In response to maluckey, I would say: First of all, I have known many people who have claimed that marijuana use helped them concentrate in school. I will quite readily admit that most of the people (in my personal experience) who believe this of themselves are not what you would call scholarly individuals. Nonetheless, assuming that it did or did not assist with learning would be a mistake: objective testing should occur.

My own few experiences with the substance suggested that any effect it would have on my memory or cognition in a structured environment would be highly deleterious. This is presumably a large contributor to the reason I am not a pothead. However, since this seems quite obvious to me, I must wonder if people who feel that it has a beneficial effect for them are aware of their own functioning, and in fact, are correct.

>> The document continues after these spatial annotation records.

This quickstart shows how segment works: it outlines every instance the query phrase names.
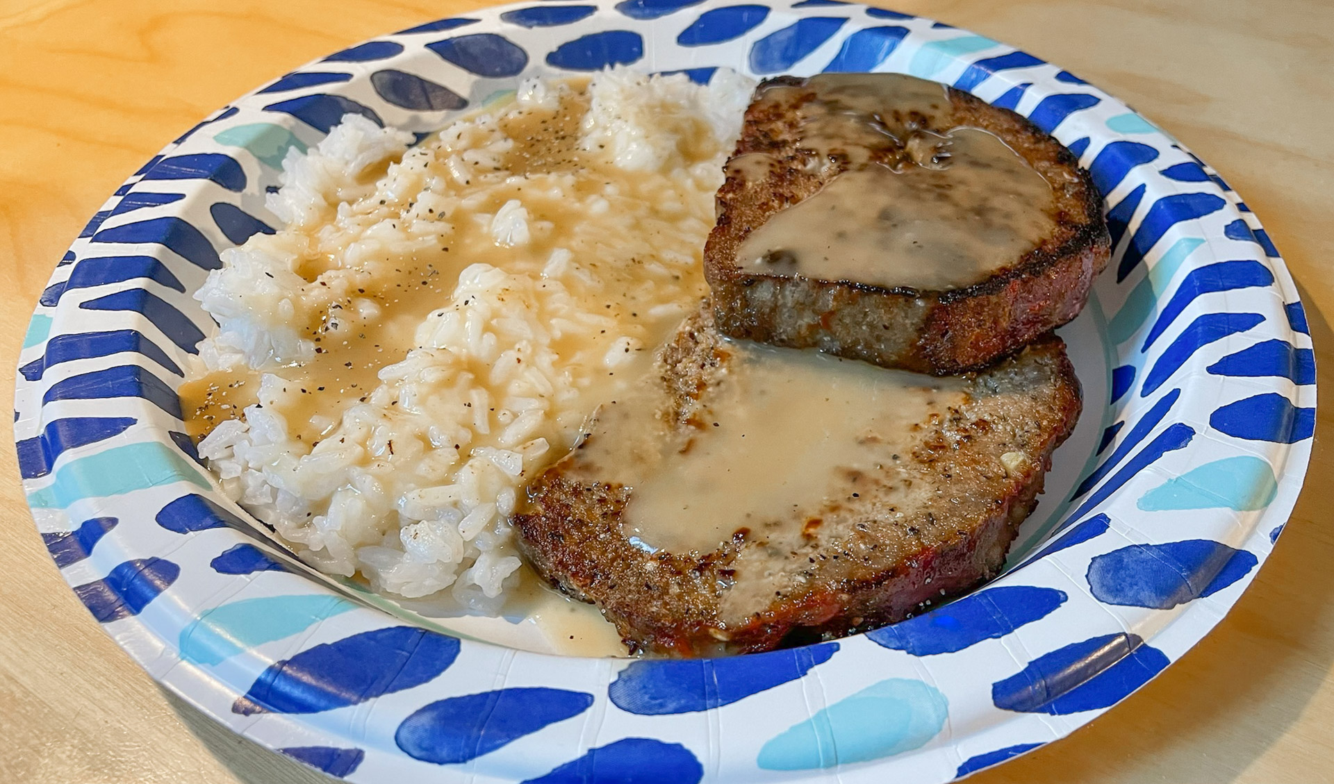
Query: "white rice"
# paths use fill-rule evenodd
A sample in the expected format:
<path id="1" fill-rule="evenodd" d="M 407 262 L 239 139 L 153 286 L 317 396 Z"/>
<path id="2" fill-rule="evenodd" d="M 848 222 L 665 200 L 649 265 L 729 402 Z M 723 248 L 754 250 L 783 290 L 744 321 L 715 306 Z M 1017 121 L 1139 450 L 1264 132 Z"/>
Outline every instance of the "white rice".
<path id="1" fill-rule="evenodd" d="M 277 233 L 225 252 L 196 295 L 220 325 L 196 375 L 261 373 L 260 404 L 200 443 L 224 491 L 328 573 L 498 611 L 520 565 L 508 517 L 524 484 L 703 291 L 750 88 L 727 72 L 707 88 L 596 76 L 578 145 L 598 172 L 504 169 L 522 140 L 503 120 L 571 93 L 542 80 L 418 147 L 348 115 L 289 153 L 268 200 Z M 287 419 L 301 411 L 291 367 L 316 360 L 311 327 L 332 331 L 328 347 L 391 317 L 363 292 L 424 259 L 456 279 L 447 300 L 387 352 L 374 391 L 309 415 L 313 447 L 293 436 L 307 423 Z"/>

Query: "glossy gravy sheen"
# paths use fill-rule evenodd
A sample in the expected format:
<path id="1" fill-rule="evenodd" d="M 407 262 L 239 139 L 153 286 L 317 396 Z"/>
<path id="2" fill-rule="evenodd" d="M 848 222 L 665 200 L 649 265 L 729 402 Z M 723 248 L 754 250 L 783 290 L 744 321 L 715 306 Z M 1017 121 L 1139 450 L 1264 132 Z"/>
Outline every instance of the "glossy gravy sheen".
<path id="1" fill-rule="evenodd" d="M 736 252 L 743 271 L 946 291 L 1014 264 L 1055 228 L 1050 184 L 995 135 L 956 127 L 943 85 L 835 73 L 760 100 L 811 91 L 798 109 L 798 147 L 840 173 L 747 235 Z M 751 153 L 730 173 L 758 183 L 778 164 Z"/>
<path id="2" fill-rule="evenodd" d="M 964 400 L 962 379 L 887 371 L 815 351 L 728 344 L 688 432 L 664 433 L 655 400 L 600 412 L 580 461 L 632 493 L 636 545 L 710 552 L 744 531 L 787 539 L 899 472 L 918 423 Z M 627 433 L 636 433 L 628 436 Z"/>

My personal belief is that cannabinoids in low doses - just lower than what it would take to make one "high" - probably can affect a subject in a positive way, whether it be in mood (perhaps an antidepressant?) or cognitive function (as specified in the article). I have no rationale for this - it is merely intuited. I am not suggesting it as fact, but as speculation that I feel should be evaluated in clinical studies.

Obviously if it turns out that this is the case, many people will argue against usage on the premise that the drug will be abused (i.e. some patients will self-dose above the prescribed amount). This is quite possible - I would even go so far as to say it has an infintessimal chance of *not* occurring. Even assuming that any benefits of the drug will be lost at higher dosages, I would consider this an acceptable tradeoff for the benefits. One might similarly look at Ritalin users who abuse what are essentially amphetamine prescriptions, yet this in no way negates the therapeutic power of the drug, and no one is suggesting that it be outlawed from therapeutic use because of this.